Appellate Judge Tom Becker does his best thinking on the bus.
Our review of Repo Man: Collector's Edition, published February 6th, 2006, is also available.
There's this lattice of coincidence that lays on top of everything.
Repo Man is a film that I love to talk about, but strangely—disturbingly, maybe—when I sit down to write about it, the words just don't come. Plenty has been written about Repo Man—including an excellent essay/evaluation by DVD Verdict's Brett Cullum, reviewing the Collector's Edition—and that's as it should be. It is one of the most casually perfect movies ever made, one of the truest documents of an era without actually being about said era.
By rights, it shouldn't even come together, this story of a disaffected, middle-class, faux-punk named Otto (Emilio Estevez, Young Guns) who, despite initial disgust at the idea, finds himself working as a repo man, repossessing cars from those unwilling or unable to pay their notes. Mentored by Bud (Harry Dean Stanton, Two-Lane Blacktop), Otto finds himself on a quest for a particular car: a 1964 Chevy Malibu.
In fact, it seems everyone's looking for the Malibu, which has a ridiculously inflated value, though not everyone is really too curious as to why. But some people know, or think they know.
It has to do with aliens.
In lesser hands, this all might have turned into a self-conscious and smug stew, but writer/director Alex Cox instead offers up a singular vision of cool. The first of Cox's "punk" films—Sid and Nancy and Straight to Hell being the other two—Repo Man hits its jagged notes with an astounding clarity. It's a film of quirks and idiosyncrasies that doesn't come off as quirky or idiosyncratic; everything follows a tortured logic, and every character is an individual.
Cox offers a punk sensibility—with an essential, era-defining soundtrack that includes Black Flag, Iggy Pop, the Circle Jerks, and the Plugz—and infuses it with such made-in-America tropes as car culture, alien invasion, government paranoia, and a knowing nod to Robert Aldrich's Kiss Me Deadly. It's wall-to-wall quotable dialogue and bizarre set-up, powered by a focused but unforced energy that never flags. It is arguably the greatest film ever made about dimwitted punks and aliens.
It is required viewing.
And that's all I'm going to say.
Criterion's release of Repo Man (Blu-ray) features exemplary tech.
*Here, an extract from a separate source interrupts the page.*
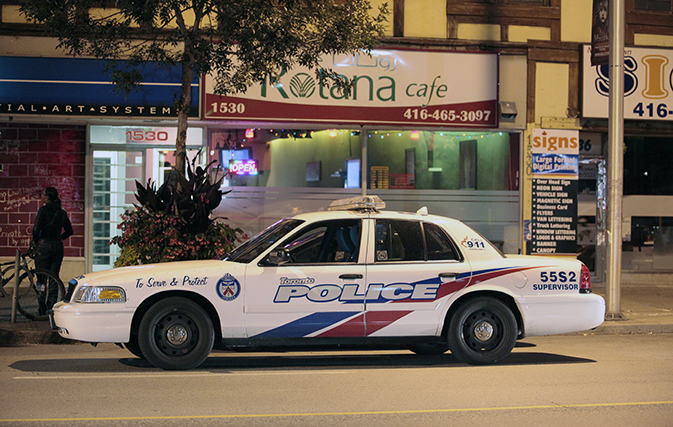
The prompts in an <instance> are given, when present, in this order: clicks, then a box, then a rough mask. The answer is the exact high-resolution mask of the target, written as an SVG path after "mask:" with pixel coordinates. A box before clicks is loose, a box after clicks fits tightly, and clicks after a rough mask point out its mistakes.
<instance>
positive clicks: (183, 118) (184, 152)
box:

The image here is very strong—vivid colors, solid blacks, excellent depth, with a fine, filmic grain. The PCM mono audio track is clear, clean, and free of distortion and hiss.
Repo Man has had a number of DVD releases, and this Criterion edition of Repo Man (Blu-ray) pulls supplements from the earlier releases, adds some new stuff, and offers the best representation yet of this cult classic.
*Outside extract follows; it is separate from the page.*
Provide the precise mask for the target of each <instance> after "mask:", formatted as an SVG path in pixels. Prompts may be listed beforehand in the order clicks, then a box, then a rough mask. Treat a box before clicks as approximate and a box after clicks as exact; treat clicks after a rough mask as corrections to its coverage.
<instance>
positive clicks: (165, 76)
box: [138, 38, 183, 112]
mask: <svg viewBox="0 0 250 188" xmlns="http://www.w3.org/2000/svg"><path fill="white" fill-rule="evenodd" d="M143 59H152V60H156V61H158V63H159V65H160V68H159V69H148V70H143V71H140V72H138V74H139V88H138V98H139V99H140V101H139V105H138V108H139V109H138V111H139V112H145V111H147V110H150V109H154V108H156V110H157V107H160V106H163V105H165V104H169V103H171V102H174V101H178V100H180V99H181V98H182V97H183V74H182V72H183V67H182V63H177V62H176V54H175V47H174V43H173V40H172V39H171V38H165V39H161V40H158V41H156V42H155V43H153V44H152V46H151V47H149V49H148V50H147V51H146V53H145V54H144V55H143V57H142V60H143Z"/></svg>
• A commentary with Alex Cox, producer Michael Nesmith, casting director Victoria Thomas, and actors Sy Richardson, Zander Schloss, and Del Zamora, recorded in 2000.
• "Repossessed"—A discussion with Cox, producers Jonathan Wacks and Peter McCarthy, and Zamora, Richardson, and Dick Rude; from 2005.
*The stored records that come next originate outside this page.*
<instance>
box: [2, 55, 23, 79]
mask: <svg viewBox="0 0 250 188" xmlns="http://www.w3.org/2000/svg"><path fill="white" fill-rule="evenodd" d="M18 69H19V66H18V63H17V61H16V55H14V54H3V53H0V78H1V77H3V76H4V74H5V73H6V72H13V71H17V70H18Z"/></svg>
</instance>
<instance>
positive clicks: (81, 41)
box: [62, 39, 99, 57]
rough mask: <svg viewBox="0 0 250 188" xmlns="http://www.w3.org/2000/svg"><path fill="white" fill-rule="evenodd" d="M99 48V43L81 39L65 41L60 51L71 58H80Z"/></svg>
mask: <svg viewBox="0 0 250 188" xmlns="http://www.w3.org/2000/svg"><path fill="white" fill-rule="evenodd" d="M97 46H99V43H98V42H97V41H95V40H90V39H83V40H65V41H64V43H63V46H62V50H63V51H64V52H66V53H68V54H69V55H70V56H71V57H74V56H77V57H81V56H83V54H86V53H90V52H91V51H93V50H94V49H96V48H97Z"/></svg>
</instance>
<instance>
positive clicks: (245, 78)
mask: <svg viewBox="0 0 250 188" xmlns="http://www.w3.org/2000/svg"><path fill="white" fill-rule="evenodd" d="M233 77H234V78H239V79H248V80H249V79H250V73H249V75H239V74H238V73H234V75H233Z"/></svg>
• "Harry Zen Stanton"—Harry Dean Stanton expounds on…well, all sorts of stuff; from 2005.
• "The Missing Scenes"—Cox, Nesmith, and neutron bomb expert Sam Cohen watching and discuss deleted and alternate scenes; from 2005.
• "The TV Version"—Clocking in five minutes longer than the theatrical version, this one is cleaned up (obviously) and contains alternate scenes.
• "Iggy Pop"—A 2012 interview with the legend, whose music is featured in the film.
• "Plate o' Shrimp"—Interviews from 2012 with actors Dick Rude, Olivia Barash, and Miguel Sandoval, and Keith Morris of the Circle Jerks.
Plus, there's the expectedly excellent Criterion Illustrated Booklet, this one featuring an essay on the film by Sam McPheeters, "The Repo Code" (an illustrated production history) by Alex Cox, and a 1987 interview with an actual repo man.
A smart movie about stupidity, Repo Man well earns its cult status, and this edition from Criterion is as close as it gets to "definitive."